Otro reto de la cosecha relacionado con el clima es la lluvia. «No cosechamos bajo la lluvia para evitar problemas con nuestros árboles. Por lo tanto, demasiados retrasos por lluvia nos ralentizan. Si nos ralentizamos demasiado, corremos el riesgo de que se produzca una helada al final de la cosecha», añadió Whitlow.

Cuando se les preguntó por las recompensas no económicas de la cosecha, los cuatro productores se mostraron elocuentes. Era obvio que sentían un profundo orgullo por su trabajo y lo consideraban muy gratificante. Whitlow comparó el final de la cosecha con la satisfacción que se siente tras correr una carrera larga. «Al igual que al final de un maratón, estamos contentos con nuestro logro. Siempre nos reunimos para repasar la temporada con camaradería y anécdotas de los retos superados. Dormimos tranquilos sabiendo que somos buenos en lo que hacemos y estamos orgullosos de poder ofrecer nuestro aceite de oliva a los demás».

Dorsey expresó la emoción de ver y degustar el producto final del arduo trabajo de su equipo. «La cosecha es, sin duda, la época más emocionante y estimulante del año. Oler y degustar el aceite que sale directamente del separador vertical siempre es conmovedor. Todas esas pequeñas piezas de fruta que hemos cuidado durante toda la temporada liberan ahora su aceite verde dorado en una gama tan espectacular de aromas y sabores».

Voitzuk habló de cómo la alegría de elaborar aceite de oliva eclipsaba todas las dificultades encontradas durante la cosecha. «Tras la cosecha, se elabora un gran aceite de oliva, lo que nos permite olvidar los aspectos negativos y nos recuerda plenamente por qué hacemos esto. Ha sucedido algo bueno, y formamos parte de ello. Esos momentos, para nosotros que amamos profundamente lo que hacemos, son casi tan curativos y poderosos como el propio aceite de oliva».

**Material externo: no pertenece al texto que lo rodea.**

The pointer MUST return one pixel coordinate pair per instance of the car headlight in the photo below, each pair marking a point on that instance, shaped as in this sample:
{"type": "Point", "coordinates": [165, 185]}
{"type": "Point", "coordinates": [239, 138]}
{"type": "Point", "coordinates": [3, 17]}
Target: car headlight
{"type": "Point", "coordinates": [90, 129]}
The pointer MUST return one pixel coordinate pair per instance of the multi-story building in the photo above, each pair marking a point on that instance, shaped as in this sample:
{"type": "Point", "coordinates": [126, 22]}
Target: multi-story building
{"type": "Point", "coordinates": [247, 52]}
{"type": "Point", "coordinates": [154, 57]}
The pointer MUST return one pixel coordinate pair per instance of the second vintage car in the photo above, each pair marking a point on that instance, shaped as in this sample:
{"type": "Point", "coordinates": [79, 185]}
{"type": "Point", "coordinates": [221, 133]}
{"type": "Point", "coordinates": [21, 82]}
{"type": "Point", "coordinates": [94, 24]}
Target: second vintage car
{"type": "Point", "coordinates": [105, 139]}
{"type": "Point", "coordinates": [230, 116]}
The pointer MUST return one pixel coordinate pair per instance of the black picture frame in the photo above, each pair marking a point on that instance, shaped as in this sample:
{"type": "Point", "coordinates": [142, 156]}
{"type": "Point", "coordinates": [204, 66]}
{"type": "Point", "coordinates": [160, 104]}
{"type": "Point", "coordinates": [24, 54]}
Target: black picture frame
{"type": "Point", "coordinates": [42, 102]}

Sciabica encontró inspiración en la larga historia de la empresa familiar de cuarta generación: «Las personas que compran nuestro aceite siguen contando historias de la primera vez que conocieron a mi abuelo en un mercado de agricultores o en la cocina de un restaurante. Irónicamente, no se trata en absoluto del aceite de oliva, sino del orgullo de venir a trabajar cada día».